On February 5, 2021, the Eighth Circuit Court of Appeals decided the case of Strope-Robinson v. State Farm Fire and Casualty Company. Although based on Minnesota law, Strope-Robinson holds an important lesson for those who own homes in Ohio and other states that allow TOD deeds.

In this case, Dawn Strope-Robinson became the owner of her uncle’s home pursuant to a TOD deed. The uncle had insured the property. The new owner of the home, Ms. Strope-Robinson assumed insurance would cover in the event of property damage. A week after the uncle’s death/Ms. Strope-Robinson’s acquisition of the property, the uncle’s ex-spouse intentionally set the home on fire. Ms. Strope-Robinson filed a claim with State Farm for the loss of the house. State Farm denied this claim.

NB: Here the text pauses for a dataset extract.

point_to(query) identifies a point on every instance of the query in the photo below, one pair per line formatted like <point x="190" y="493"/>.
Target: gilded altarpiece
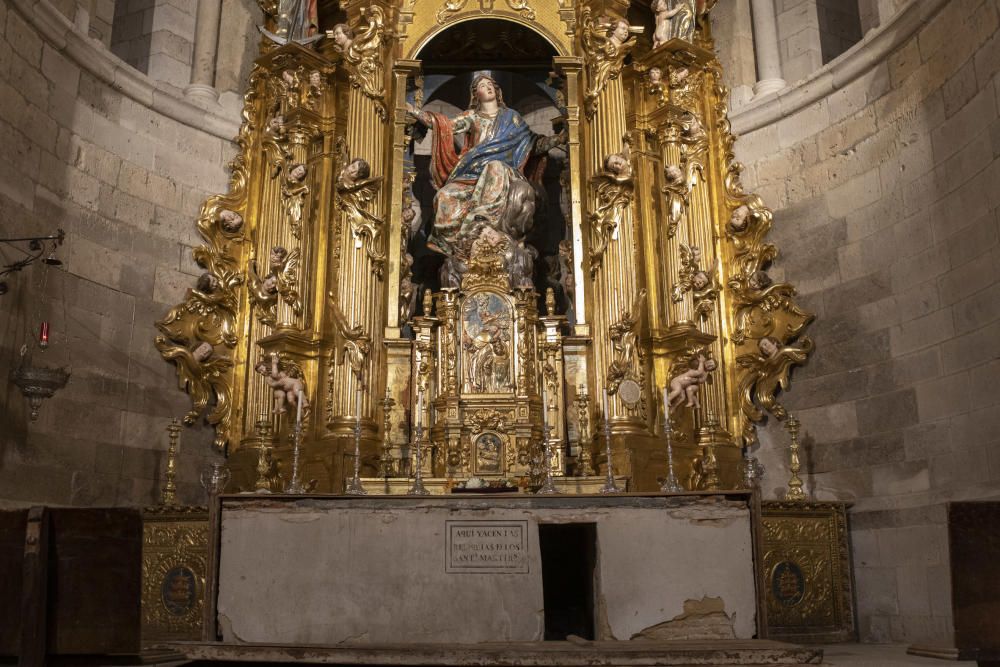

The District Court ruled in favor of State Farm. The Eighth Circuit Court of Appeals affirmed. The Appellate Court based its decision on the following: since the transfer from the uncle to Ms. Strope-Robinson occurred immediately upon the uncle’s death, the uncle’s estate did not have an insurable interest at the time of the fire. Moreover, Ms. Strope-Robinson was not covered because it was the uncle (not her) who was the named beneficiary on the insurance policy. Ultimately, Ms. Strope-Robinson was left in an unfortunate situation.

How an attorney can help

By incorporating certain language into Wills, thoroughly reviewing insurance policies, and providing sound advice throughout the process, counsel can help ensure this does not happen to you.